[Abstract] Energy consumption is a significant and controllable component of a company's product costs, and reducing energy consumption is a crucial way for companies to lower costs. This article introduces the application of Siemens PLC and fieldbus in the energy monitoring and management system of a cigarette factory, detailing the system's hardware and software design, as well as the communication network connection.
I. Project Overview
Energy consumption is a significant and controllable component of a company's product costs, and reducing energy consumption is a crucial way for companies to lower costs. The tobacco industry has always been a major energy consumer. With the large-scale introduction of advanced foreign technologies and complete sets of equipment, cigarette production has evolved from slow, manual production to high-speed, fully automated production, leading to ever-increasing energy demands. Therefore, reducing energy consumption and rationally allocating energy will directly improve production efficiency. General Tobacco Group Co., Ltd., established in 1993 and located in Jinan, Shandong Province, is a diversified, cross-regional, cross-industry, and cross-border enterprise group with tobacco as its core business. Its core enterprise, Jinan Cigarette Factory, possesses the world's most advanced cigarette equipment and industry technology center.

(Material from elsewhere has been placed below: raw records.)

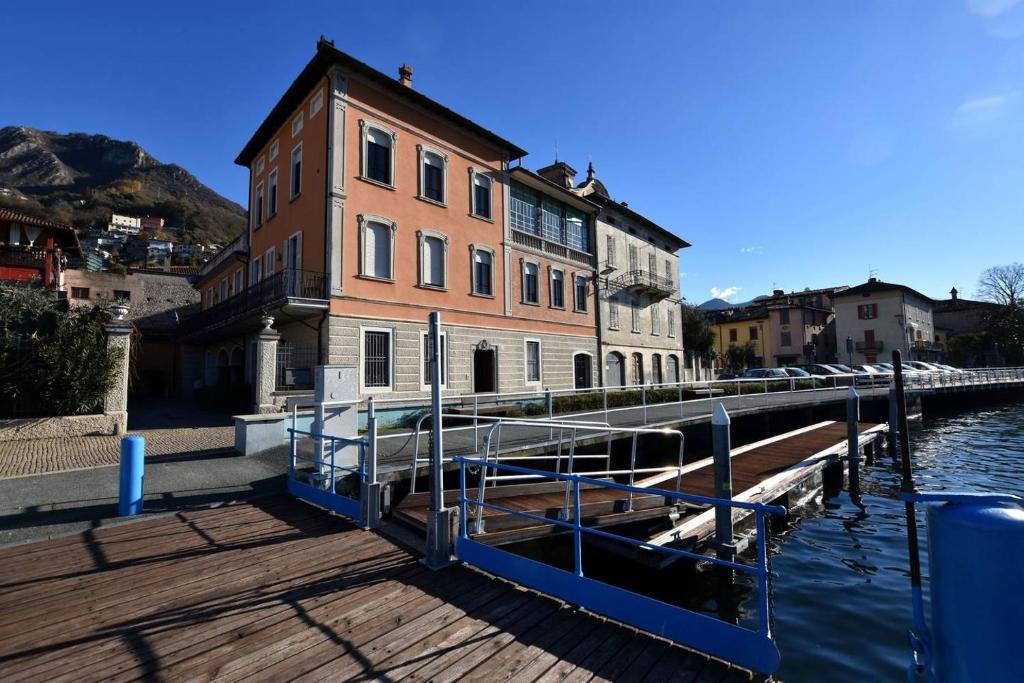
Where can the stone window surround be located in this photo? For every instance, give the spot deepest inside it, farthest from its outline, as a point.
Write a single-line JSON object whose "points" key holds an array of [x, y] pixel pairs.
{"points": [[421, 242], [364, 219], [472, 269], [365, 127], [422, 152]]}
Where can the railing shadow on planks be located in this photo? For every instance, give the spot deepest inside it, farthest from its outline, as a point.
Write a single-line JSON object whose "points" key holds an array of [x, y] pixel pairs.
{"points": [[754, 649]]}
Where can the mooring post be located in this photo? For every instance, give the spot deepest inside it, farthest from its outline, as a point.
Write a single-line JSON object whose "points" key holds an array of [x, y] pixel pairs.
{"points": [[132, 468], [438, 522], [722, 447], [853, 439], [893, 426]]}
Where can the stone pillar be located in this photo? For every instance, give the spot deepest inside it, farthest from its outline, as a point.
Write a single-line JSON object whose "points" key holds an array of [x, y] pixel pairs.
{"points": [[265, 380], [116, 401]]}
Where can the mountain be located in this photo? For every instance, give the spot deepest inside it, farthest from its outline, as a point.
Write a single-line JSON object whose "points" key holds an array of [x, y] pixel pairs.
{"points": [[80, 179]]}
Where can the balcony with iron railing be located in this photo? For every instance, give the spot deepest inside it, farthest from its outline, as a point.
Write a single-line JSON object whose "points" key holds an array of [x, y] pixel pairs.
{"points": [[549, 248], [644, 282], [284, 287]]}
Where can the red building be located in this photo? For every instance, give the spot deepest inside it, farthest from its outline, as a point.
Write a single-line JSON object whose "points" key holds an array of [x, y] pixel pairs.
{"points": [[35, 249]]}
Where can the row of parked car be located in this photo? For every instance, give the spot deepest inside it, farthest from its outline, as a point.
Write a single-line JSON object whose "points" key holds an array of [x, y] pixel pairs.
{"points": [[865, 374]]}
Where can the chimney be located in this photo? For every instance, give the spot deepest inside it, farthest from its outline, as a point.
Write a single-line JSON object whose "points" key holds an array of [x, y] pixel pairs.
{"points": [[406, 76], [559, 173]]}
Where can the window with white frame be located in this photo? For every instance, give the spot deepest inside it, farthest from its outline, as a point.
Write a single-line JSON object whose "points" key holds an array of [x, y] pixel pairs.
{"points": [[271, 195], [433, 175], [377, 247], [483, 270], [377, 358], [582, 291], [557, 295], [269, 261], [532, 360], [433, 259], [258, 205], [530, 292], [480, 195], [296, 185], [426, 348], [378, 154]]}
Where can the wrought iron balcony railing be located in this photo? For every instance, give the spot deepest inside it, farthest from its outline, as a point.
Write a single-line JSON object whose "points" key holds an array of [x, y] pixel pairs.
{"points": [[268, 293]]}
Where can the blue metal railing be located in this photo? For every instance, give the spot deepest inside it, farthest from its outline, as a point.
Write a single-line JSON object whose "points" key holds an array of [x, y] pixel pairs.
{"points": [[312, 486], [755, 649]]}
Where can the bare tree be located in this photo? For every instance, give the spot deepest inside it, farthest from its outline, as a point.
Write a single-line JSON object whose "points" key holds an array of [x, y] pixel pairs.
{"points": [[1004, 285]]}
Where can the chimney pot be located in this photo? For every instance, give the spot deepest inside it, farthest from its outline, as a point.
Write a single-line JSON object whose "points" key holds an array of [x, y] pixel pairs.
{"points": [[406, 76]]}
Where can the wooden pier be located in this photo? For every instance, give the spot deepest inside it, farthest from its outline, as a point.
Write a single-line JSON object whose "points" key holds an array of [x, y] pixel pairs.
{"points": [[280, 590]]}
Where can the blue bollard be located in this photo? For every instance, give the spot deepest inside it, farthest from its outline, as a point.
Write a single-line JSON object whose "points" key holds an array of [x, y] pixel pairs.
{"points": [[132, 466]]}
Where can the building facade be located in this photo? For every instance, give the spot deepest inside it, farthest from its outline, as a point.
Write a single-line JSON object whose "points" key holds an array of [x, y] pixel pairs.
{"points": [[638, 285], [878, 317], [371, 206]]}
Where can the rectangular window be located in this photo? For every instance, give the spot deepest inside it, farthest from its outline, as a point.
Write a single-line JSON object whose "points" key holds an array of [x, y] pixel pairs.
{"points": [[867, 311], [296, 172], [428, 357], [271, 196], [379, 156], [582, 292], [376, 358], [481, 196], [258, 208], [524, 207], [530, 294], [557, 289], [482, 269], [532, 360]]}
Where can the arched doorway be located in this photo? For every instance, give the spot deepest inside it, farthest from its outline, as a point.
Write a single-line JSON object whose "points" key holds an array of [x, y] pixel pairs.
{"points": [[484, 369], [583, 372], [672, 364], [638, 376], [614, 369]]}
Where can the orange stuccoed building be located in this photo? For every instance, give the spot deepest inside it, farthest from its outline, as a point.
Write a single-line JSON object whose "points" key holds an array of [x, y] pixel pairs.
{"points": [[372, 205]]}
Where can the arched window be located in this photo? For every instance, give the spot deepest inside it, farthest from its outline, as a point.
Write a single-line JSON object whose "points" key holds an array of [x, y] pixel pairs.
{"points": [[614, 370], [638, 376], [377, 237], [672, 365]]}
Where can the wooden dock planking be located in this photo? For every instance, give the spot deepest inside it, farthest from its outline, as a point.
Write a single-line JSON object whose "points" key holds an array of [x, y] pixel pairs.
{"points": [[282, 590]]}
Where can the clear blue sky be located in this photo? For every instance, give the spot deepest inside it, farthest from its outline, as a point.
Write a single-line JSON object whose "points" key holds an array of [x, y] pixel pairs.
{"points": [[794, 143]]}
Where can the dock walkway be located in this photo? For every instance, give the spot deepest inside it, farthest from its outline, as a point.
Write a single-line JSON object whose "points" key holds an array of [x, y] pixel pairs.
{"points": [[279, 590]]}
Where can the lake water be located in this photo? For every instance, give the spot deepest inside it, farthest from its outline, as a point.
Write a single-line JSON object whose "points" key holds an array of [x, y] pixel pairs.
{"points": [[842, 602]]}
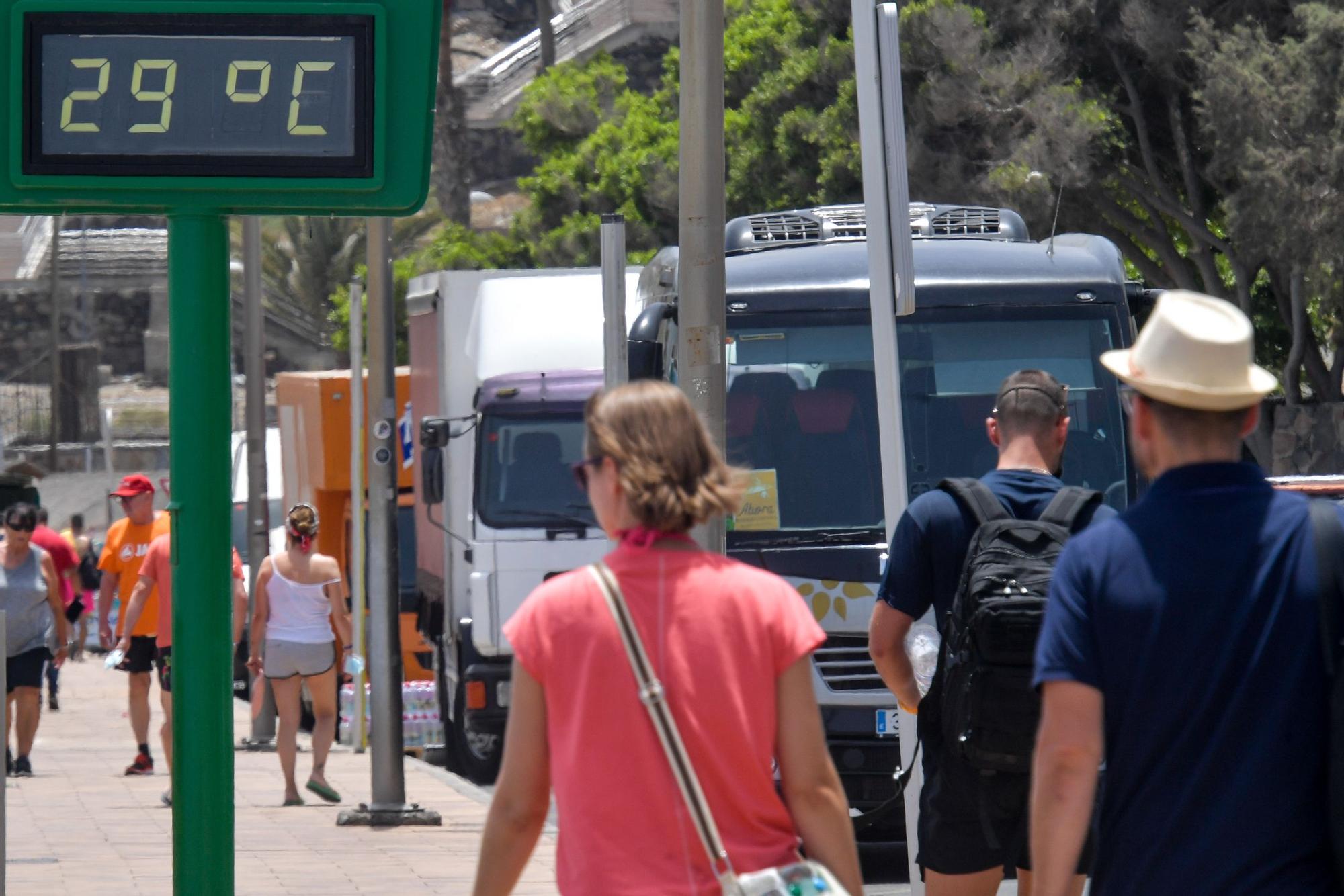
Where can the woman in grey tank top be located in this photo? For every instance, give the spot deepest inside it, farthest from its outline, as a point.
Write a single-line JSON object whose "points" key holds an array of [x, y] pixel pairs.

The company currently has over 5,000 employees and total assets of 7.3 billion yuan, and is one of the 36 key enterprises in the national tobacco industry.
This energy monitoring system is mainly used to monitor, statistically analyze, report, and print energy consumption data for various departments of the Jinan Cigarette Factory. The main monitoring parameters include electricity, water, steam, and compressed air for all departments throughout the factory.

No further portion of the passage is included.